- Born: 1865 Galloway, Scotland
- Died: 1932 (aged 66–67)
- Occupations: Journalist; playwright;

= William Gillies (Scottish politician) =

Scottish nationalist and socialist (1865–1932)

William Gillies (1865 – 1932) was a Scottish socialist and nationalist politician. He helped to form the Scots National League, which joined with other bodies to form the National Party of Scotland, which in turn evolved into the Scottish National Party (SNP).

==Biography==
Gillies was born in the Galloway region of Scotland in 1865, but grew up in London. He was interested in Scottish history from an early age and at the age of seventeen he became friend to John Murdoch who was then the editor of The Highlander. Gillies became as enthusiastic for the rights of crofters in the Scottish Highlands and joined the Highland Land League. He was at this stage in favour of some form of home rule for Scotland within the United Kingdom but grew to support Scottish independence instead.

Gillies also began to learn Gaelic and wrote a number of plays in the language, also serving as secretary of the Gaelic Society of London from 1904 to 1905. However he stood down as secretary when the society rejected his proposal that they should campaign to make Gaelic the national language of Scotland.

Gillies, encouraged by Murdoch, also became aware of the developments in the politics of Ireland becoming an ardent supporter of Sinn Féin, associating with prominent figures such as Art O'Brien who would become the head of the Irish Self Determination League. He supported the Easter Rising of 1916 and was deeply critical of those socialists who refused to support it, along with those in the Scottish Gaelic revival circles who refused to support it.
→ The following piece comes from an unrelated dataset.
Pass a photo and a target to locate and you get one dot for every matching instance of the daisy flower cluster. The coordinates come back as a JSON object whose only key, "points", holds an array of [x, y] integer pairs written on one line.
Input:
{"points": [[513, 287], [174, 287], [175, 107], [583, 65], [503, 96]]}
Gillies formed a friendship with Ruairidh Erskine of Mar contributing articles to his publications, Guth na Bliadhna (Voice of the Year) and Alba. In 1920 the Scots National League (SNL) was formed and these two men became its principal leaders. Gillies wanted the SNL to reflect the revolutionary aims of the Irish nationalists by then engaged in a war of independence with the British state. He hoped that it would be the organisation which would lead Scotland to independence and revive the Gaelic language. Gillies became a regular contributor to the SNL's regular publication Liberty (which was in fact in part funded by Sinn Féin).

Gillies was involved in a little-known chapter of Scotland's history when he was involved in the establishment of a volunteer force which was ready to use armed force to win Scottish independence. This body (styled Fianna na hAlba) abandoned their plans on the advice of the Irish nationalist leadership. Michael Collins, in a letter to Art O'Brien stated that they were weaker than the Irish nationalist forces at even their weakest point during their war of independence and stated, "they do not appreciate the particular difficulties they are up against".

In 1926, Gillies became the first editor of the SNL's newspaper, The Scots Independent.

Gillies and Erskine led the SNL into the formation of the National Party of Scotland (NPS) in 1928, which was far more moderate than the SNL. This resulted in many SNL members leaving the NPS dissatisfied with their methods. Gillies died in 1932, two years before the NPS evolved into the Scottish National Party (SNP), which at the time was even more moderate than the NPS had been.

==Legacy==
Angus Clark, one of Gillies' closest friends wrote on hearing of his death, "he has left an example of noble effort, great faith and true devotion to his country."

Gillies' granddaughter, Anne Lorne Gillies, is active in politics, contesting the 1999 elections to the European Parliament as an SNP candidate.